Last week I wrote about how easy it was to meditate in the temples and gardens of Bhutan and Nepal, and how challenging it was to maintain a practice at home with all the distractions and triggers. Creating change in our behavior is difficult at best and nearly impossible if we aren’t aware of the environment and its impact.
You have probably read articles about how to change your eating habits from sugar and carb-rich junk food to fresh fruits and vegetables. Suggestions are to remove junk food from your house, avoid certain aisles in the grocery store, keep healthy snacks on hand, and change the type of restaurants you frequent. (Switching from fast food to organic cafes, for example.)
In other words, you need to consciously change your environment. Many of us struggle to create desired change in our lives because we forget the power the environment has on our behavior. In other words, lack of successful change isn’t a failure of willpower or the inability to understand the actions to take.
What impacts our ability to change? The triggers in the environment. What’s a trigger? Marshall Goldsmith describes a trigger as “… any stimulus that reshapes our thoughts and actions.” As we go about our day, we are bombarded by environmental triggers.
Navigating the Delhi airport, I was assailed by triggers: noise, crowds, confusing signage, a lack of airline personnel, and guards everywhere it seemed. At first, I appreciated the guards as a symbol of security. However, when I had to show my airline reservations and passport to the same guard each time I left the waiting area, to go to the restroom and return, I found my attitude toward them changing.
Guards that previously represented security were now a trigger for frustration. Here’s the secret though to triggers, they aren’t personal. It just feels like they are! Triggers can be direct or indirect, internal or external, conscious or unconscious, anticipated or unexpected, encouraging or discouraging and productive or counter-productive, according to Marshall. A trigger isn’t positive or negative, it is our reaction that is important.
Imagine you are walking around a shopping mall, and smell the wonderfully rich scent of cinnamon rolls wafting through the air. That smell could trigger a sense of appreciation for the company’s unique advertising advantage, or it could trigger you to scarf down an entire roll, sabotaging your diet once again! (And then engaging in a bit of self-loathing.)
If you want to create change in your life, you need to become acutely aware of your environment and the innumerable triggers in the world. Then figure out your “trigger path.” What are the triggers that support or impede your desired behavior change?
Each time we experience a trigger in the environment, we have an automatic impulse, a thought, an emotion, or an action (or all three). If you identify the trigger, and the resulting impulse, you can develop a different response. Shifting from automatic response to conscious choice.
A friend of mine isn’t looking forward to Thanksgiving or the holidays with his extended family. He feels a desire and an obligation to attend family functions, but leaves them feeling depressed and at times angry.
His family has a particular world view and is critical of others who don’t subscribe to their beliefs. Their comments trigger feelings of frustration and injustice in him. He realizes he can’t change his family, but he doesn’t like how he feels when he spends time with them.

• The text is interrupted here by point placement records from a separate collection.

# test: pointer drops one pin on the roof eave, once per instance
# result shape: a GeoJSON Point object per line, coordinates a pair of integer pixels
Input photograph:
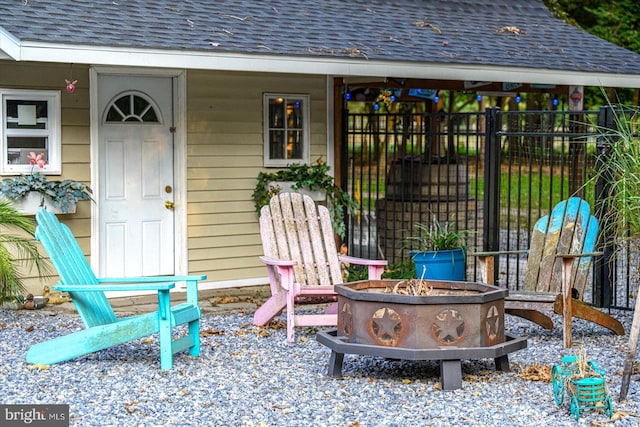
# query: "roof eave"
{"type": "Point", "coordinates": [357, 66]}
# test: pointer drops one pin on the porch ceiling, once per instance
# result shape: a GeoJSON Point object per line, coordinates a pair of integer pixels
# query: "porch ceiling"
{"type": "Point", "coordinates": [503, 41]}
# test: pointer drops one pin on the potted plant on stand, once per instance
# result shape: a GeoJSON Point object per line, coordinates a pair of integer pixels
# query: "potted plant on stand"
{"type": "Point", "coordinates": [32, 192]}
{"type": "Point", "coordinates": [438, 251]}
{"type": "Point", "coordinates": [17, 250]}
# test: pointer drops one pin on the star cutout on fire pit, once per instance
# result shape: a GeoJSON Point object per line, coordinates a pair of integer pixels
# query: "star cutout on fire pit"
{"type": "Point", "coordinates": [448, 327]}
{"type": "Point", "coordinates": [385, 326]}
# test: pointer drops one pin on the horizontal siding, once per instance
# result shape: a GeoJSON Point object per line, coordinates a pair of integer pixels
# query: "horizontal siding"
{"type": "Point", "coordinates": [225, 155]}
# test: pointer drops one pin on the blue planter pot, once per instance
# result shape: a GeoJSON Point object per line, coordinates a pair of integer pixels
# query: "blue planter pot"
{"type": "Point", "coordinates": [440, 265]}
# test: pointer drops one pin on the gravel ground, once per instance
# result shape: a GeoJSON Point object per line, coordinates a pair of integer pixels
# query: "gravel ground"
{"type": "Point", "coordinates": [248, 376]}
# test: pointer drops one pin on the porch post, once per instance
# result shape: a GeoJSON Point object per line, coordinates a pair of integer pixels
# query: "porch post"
{"type": "Point", "coordinates": [602, 265]}
{"type": "Point", "coordinates": [491, 235]}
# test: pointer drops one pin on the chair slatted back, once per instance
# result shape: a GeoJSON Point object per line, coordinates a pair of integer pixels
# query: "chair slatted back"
{"type": "Point", "coordinates": [569, 229]}
{"type": "Point", "coordinates": [294, 228]}
{"type": "Point", "coordinates": [72, 267]}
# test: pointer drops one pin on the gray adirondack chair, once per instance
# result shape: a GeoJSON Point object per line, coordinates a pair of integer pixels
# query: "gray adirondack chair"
{"type": "Point", "coordinates": [302, 261]}
{"type": "Point", "coordinates": [558, 264]}
{"type": "Point", "coordinates": [103, 328]}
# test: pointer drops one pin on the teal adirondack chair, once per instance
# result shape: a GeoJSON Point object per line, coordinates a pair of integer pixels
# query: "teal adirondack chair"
{"type": "Point", "coordinates": [103, 328]}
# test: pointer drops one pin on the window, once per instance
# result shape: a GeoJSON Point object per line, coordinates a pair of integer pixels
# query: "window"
{"type": "Point", "coordinates": [132, 107]}
{"type": "Point", "coordinates": [30, 122]}
{"type": "Point", "coordinates": [286, 129]}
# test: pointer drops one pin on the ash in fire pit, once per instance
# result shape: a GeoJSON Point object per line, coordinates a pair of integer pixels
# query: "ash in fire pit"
{"type": "Point", "coordinates": [421, 320]}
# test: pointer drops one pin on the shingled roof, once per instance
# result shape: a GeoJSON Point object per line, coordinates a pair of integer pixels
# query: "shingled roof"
{"type": "Point", "coordinates": [425, 38]}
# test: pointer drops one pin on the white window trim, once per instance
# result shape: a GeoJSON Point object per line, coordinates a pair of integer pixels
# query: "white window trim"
{"type": "Point", "coordinates": [306, 130]}
{"type": "Point", "coordinates": [54, 132]}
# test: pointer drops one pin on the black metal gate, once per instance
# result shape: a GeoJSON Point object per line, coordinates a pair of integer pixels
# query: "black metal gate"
{"type": "Point", "coordinates": [493, 173]}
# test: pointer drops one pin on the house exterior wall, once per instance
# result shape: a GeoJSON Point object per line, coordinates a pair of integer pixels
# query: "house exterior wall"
{"type": "Point", "coordinates": [224, 156]}
{"type": "Point", "coordinates": [75, 136]}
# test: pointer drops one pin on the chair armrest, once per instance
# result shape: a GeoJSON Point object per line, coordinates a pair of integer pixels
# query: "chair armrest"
{"type": "Point", "coordinates": [375, 266]}
{"type": "Point", "coordinates": [150, 279]}
{"type": "Point", "coordinates": [362, 261]}
{"type": "Point", "coordinates": [278, 262]}
{"type": "Point", "coordinates": [116, 287]}
{"type": "Point", "coordinates": [486, 263]}
{"type": "Point", "coordinates": [191, 283]}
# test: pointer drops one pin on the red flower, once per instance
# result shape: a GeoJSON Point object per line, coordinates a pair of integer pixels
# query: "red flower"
{"type": "Point", "coordinates": [36, 159]}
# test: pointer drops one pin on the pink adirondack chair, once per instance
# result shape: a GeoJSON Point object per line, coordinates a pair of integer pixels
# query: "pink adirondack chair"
{"type": "Point", "coordinates": [302, 261]}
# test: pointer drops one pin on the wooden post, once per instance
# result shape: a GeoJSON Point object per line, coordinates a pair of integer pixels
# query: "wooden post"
{"type": "Point", "coordinates": [631, 352]}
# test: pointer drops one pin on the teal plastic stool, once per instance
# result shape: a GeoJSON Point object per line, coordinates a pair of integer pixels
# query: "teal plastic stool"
{"type": "Point", "coordinates": [585, 393]}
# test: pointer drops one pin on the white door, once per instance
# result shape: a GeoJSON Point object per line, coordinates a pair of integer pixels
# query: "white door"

This week he made the decision to not attend this year’s family functions. He would like to be able to enjoy time with his family. However, until he can learn to respond differently, he won’t be placing himself in an environment that triggers so many negative emotions.
We can’t always remove ourselves from an environment that is not supportive. Years ago, I worked for a boss who was challenging to work for (I’m being polite here). I didn’t want to change jobs as I really liked the team I worked with.
I decided I needed to create a change in my responses. I identified the behaviors (facial expressions, language) she exhibited that were triggers for me. I figured out the trigger path I experienced. Then I figured how what type of response would be helpful to me.
I wrote notes on stickees to remind me of what I wanted to experience. Each time I was triggered, I would take a deep breath and focus on the thoughts and emotions I wanted to experience. It took time and effort, but I was successful.
The world provides a variety of environments. We move through them so quickly that many times we aren’t even conscious of the changes or the triggers. Traffic, noise, certain locations, smells, language patterns, people and more trigger us everyday.
Do yourself a favor, examine the triggers in your life. What are the negative impulses resulting from those triggers? What is your current response, and what you would like to experience going forward?
Give yourself the gift of a conscious response to your environment. After all, triggers aren’t personal, but your response is.